Les hostilités furent ouvertes par 9th Cloud et Cyril Meroni avec leur live Prism, et Trdlx + Early Holography + Soul Archive. Deux heures de live auxquelles nous assisterons depuis notre loge en sous-sol pour cause d’Amplitudes (petit podcast). Aux quelques basses, infrabasses et autres grondements qui nous parvinrent épisodiquement, nous conclurons la chose suivante : ça avait l’air pas mal. D’ailleurs on me susurre à l’oreille une rumeur qui est comme du miel dans mes tympans, les Trdlx devraient jouer à nouveau sur Paris en Janvier. L’endroit est encore confidentiel, mais on parie sur le Palais de Tokyo ou l’Auditorium de la Maison de la Radio. A ceux qui comme nous auraient loupé les deux compères : stay tuned.
C’est en descente de stress que nous avons entamé le set de Mira Calix, et un peu en retard. Mus par la curiosité, et aussi par la nécessité de mettre un son et une image scénique sur l’être ovniesque qui a bien voulu jouer le jeu d’une interview radiophonique dans un cagibi surpeuplé. N’ayant aucune connaissance de ladite Mira quelques heures avant le concert (intolérable lacune, on sait, on sait, ça va, restez tranquilles), c’était l’esprit vierge de toute attente que nous avons entamé notre premier live de la soirée. Debout et d’un calme olympien, on imagine la pression d’autant plus forte que la scène est fortement éclairée par des carrés de couleurs chatoyantes, et que la musique de Mira Calix ne se prête pas vraiment à des élucubrations scéniques de DJ de Boiler Room. Mais que dalle, la dame en impose. On pense furtivement à la place des femmes dans la musique électronique, et puis on se laisse vite aller à suivre les rebondissements d’une musique dont on peine à analyser les différentes nuances de finesse. Plus que d’une maîtrise totale, on a surtout l’impression d’un jugé extraordinaire, d’un équilibre parfait dans les quantités. Faisant fi des schémas classiques d’accumulation de couches, Mira ajoute, retire, s’attarde sur certains éléments, laisse traîner, puis jette et remplace, laisse une place assez exceptionnelle aux silences, allégeant ce qui pourrait si facilement tomber dans de la simple démonstration technique.
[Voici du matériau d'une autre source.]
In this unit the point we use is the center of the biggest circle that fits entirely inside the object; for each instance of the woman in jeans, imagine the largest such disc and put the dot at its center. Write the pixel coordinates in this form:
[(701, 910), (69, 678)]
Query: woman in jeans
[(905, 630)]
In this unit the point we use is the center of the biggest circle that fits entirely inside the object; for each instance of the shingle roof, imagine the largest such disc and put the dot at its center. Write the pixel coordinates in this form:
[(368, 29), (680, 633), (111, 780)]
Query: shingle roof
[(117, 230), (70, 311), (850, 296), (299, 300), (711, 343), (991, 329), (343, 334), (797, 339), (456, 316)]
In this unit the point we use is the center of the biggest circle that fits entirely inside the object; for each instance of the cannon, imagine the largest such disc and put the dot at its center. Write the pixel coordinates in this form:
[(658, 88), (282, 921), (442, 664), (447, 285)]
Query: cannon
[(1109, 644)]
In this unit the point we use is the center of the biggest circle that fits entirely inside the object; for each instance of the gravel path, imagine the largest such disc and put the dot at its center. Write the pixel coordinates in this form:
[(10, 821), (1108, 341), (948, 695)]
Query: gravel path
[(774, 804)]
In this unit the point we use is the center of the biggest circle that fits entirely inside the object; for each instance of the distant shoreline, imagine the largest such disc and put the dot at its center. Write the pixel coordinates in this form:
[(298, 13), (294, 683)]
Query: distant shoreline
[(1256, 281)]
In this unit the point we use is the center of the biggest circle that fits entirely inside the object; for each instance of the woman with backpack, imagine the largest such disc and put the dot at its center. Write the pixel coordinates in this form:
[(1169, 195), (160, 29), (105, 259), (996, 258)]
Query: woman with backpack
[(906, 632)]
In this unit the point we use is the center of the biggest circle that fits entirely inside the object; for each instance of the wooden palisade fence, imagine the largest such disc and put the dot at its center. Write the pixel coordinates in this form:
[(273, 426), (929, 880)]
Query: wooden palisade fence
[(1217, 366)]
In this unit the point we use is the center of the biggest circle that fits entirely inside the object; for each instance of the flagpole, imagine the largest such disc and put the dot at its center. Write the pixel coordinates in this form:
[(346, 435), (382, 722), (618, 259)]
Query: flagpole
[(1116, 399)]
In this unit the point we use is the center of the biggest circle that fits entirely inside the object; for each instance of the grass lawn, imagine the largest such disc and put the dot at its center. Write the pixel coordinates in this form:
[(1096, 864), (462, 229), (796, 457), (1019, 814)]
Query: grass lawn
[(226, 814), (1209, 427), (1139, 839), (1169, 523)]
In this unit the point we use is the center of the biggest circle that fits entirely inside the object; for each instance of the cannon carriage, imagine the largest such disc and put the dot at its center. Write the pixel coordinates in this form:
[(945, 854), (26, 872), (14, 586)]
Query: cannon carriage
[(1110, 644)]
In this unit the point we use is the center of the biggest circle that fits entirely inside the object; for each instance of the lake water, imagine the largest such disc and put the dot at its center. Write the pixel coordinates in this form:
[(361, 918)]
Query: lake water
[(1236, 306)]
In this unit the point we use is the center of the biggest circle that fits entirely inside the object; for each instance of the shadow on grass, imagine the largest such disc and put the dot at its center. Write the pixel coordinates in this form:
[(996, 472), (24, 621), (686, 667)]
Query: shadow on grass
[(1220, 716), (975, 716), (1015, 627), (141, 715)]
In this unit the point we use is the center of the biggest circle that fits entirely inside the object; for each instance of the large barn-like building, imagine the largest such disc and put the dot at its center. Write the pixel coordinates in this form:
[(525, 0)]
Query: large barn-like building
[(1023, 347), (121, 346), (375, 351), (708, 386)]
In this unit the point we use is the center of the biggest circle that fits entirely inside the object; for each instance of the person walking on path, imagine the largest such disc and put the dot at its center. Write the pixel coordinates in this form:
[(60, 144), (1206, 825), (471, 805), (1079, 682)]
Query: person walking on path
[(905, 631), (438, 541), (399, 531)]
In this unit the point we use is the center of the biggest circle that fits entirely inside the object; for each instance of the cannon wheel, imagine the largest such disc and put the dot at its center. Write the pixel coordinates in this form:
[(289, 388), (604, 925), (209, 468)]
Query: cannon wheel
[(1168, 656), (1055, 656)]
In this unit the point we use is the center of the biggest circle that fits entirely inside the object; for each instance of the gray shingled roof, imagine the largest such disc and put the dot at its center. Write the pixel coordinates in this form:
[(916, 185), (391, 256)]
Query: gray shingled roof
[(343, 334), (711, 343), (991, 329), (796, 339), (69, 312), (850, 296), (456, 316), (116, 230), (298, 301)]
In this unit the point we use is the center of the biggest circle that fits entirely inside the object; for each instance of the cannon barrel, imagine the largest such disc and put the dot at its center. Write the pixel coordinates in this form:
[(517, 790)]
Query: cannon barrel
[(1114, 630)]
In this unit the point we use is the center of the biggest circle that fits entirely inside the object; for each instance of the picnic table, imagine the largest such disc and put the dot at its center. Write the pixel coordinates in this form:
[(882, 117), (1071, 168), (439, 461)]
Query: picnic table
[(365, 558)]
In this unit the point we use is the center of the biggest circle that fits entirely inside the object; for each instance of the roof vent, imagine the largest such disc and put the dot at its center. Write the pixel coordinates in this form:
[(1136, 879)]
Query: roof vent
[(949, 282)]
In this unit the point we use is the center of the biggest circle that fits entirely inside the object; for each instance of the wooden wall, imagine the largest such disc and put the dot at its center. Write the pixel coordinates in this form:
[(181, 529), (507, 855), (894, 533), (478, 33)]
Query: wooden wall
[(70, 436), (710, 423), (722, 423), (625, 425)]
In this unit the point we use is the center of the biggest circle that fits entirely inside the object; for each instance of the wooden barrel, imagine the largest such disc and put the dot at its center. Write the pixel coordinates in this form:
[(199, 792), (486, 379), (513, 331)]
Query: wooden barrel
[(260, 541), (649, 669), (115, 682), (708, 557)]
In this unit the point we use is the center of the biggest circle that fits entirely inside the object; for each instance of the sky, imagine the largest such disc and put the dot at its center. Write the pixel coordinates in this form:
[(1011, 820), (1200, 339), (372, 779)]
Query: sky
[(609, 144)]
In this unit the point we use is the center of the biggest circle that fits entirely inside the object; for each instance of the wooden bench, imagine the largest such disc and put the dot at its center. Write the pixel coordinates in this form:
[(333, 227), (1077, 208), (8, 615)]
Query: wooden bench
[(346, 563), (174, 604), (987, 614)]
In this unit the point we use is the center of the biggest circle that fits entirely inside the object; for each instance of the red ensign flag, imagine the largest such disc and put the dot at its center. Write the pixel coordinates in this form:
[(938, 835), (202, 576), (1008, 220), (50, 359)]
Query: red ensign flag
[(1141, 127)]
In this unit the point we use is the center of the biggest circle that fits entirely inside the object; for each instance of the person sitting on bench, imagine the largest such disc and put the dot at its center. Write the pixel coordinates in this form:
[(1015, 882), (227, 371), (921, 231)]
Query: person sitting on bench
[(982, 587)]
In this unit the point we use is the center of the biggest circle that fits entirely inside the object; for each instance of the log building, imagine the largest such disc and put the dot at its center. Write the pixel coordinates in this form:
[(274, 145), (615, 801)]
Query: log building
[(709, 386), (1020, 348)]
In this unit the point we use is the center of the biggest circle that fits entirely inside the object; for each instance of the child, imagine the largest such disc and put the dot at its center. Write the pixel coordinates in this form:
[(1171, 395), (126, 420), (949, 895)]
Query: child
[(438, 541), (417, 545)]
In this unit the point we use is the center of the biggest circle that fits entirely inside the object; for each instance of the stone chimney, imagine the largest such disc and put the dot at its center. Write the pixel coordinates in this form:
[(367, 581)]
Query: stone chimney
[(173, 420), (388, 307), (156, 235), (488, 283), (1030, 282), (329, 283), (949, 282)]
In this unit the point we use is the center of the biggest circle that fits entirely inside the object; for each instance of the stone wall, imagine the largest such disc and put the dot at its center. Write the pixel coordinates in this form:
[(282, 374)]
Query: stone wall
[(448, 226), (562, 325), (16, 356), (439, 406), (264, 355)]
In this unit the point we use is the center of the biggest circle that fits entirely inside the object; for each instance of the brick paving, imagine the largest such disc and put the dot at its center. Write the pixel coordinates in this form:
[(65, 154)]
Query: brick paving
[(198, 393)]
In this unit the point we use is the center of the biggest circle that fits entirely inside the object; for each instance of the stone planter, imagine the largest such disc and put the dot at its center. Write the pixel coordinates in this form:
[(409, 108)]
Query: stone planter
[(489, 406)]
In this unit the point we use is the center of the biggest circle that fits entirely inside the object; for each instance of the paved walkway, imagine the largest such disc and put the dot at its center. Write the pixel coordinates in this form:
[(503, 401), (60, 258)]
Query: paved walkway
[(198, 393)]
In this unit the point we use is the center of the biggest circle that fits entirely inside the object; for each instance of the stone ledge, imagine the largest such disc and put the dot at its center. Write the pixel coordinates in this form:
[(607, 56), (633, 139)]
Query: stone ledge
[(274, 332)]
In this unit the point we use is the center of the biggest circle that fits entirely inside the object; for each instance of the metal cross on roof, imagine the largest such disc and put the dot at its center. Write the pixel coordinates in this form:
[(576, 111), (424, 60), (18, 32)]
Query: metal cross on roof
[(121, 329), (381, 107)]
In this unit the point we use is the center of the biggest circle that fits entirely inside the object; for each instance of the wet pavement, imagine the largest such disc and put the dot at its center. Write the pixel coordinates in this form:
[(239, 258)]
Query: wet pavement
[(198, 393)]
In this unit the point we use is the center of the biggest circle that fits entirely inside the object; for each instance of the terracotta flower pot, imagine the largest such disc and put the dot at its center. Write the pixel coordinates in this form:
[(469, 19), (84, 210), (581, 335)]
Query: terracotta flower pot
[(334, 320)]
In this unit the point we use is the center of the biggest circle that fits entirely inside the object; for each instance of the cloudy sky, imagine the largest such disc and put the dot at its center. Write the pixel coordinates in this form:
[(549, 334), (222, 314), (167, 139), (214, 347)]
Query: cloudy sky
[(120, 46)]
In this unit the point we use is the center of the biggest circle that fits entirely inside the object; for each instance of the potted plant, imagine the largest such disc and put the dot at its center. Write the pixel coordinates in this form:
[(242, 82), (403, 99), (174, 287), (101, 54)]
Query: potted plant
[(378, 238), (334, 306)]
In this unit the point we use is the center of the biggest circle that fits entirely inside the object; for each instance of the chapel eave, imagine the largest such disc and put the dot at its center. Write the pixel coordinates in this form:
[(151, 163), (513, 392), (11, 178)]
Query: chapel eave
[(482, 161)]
Alternant les passages plus rapides faisant appel à nos souvenirs des bonnes années Warp et les flottements beatless mi-confortables, Mira Calix nous a livré une performance exigeante, toujours estimable, jamais reposante, à la recherche constante du pied sur lequel il fallait danser, mais aussi d’un naturel et d’une accessibilité étonnante.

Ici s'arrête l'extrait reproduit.